WASHINGTON — The Justice Department has issued new rules that give prosecutors in Washington greater oversight and control over national security cases after the collapse of several high-profile prosecutions led to allegations that Chinese-Americans were being singled out as spies.

The new rules are intended to prevent such missteps, but without undermining a counterespionage mission that is a top priority for the Obama administration.

In December 2014, the Justice Department dropped charges against two former Eli Lilly scientists, Guoqing Cao and Shuyu Li, who had been accused of leaking proprietary information to a Chinese drugmaker. Three months later, prosecutors dropped a case against Sherry Chen, a government hydrologist in Ohio who had been charged with secretly downloading information about dams.

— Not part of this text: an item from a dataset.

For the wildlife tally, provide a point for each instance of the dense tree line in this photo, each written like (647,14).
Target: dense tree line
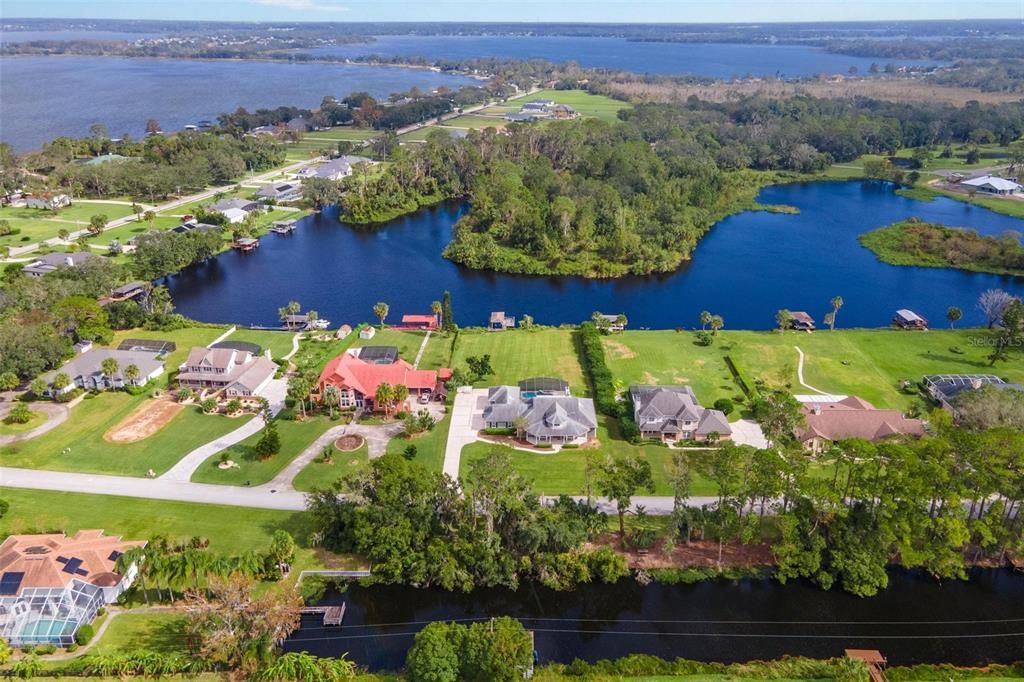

Then in September, the Justice Department dismissed all charges against a Temple University professor, Xiaoxing Xi, after leading physicists testified that prosecutors had entirely misunderstood the science underpinning their case.

“We cannot tolerate another case of Asian-Americans being wrongfully suspected of espionage,” Representative Judy Chu, Democrat of California, said last fall. “The profiling must end.”

While those cases raised the specter of Chinese espionage, none explicitly charged the scientists as spies. The cases involved routine criminal laws such as wire fraud, so national security prosecutors in Washington did not oversee the cases.

In a letter last month to federal prosecutors nationwide, Deputy Attorney General Sally Q. Yates said that would change. All cases affecting national security, even tangentially, now require coordination and oversight in Washington. That had always been the intention of the rule, but Ms. Yates made it explicit.

“The term ‘national security issue’ is meant to be a broad one,” she wrote.

Ms. Yates told federal prosecutors that consulting with experienced national security prosecutors in Washington would help “ensure prompt, consistent and effective responses” to national security cases.

The letter, which was not made public, was provided to The New York Times by a government official.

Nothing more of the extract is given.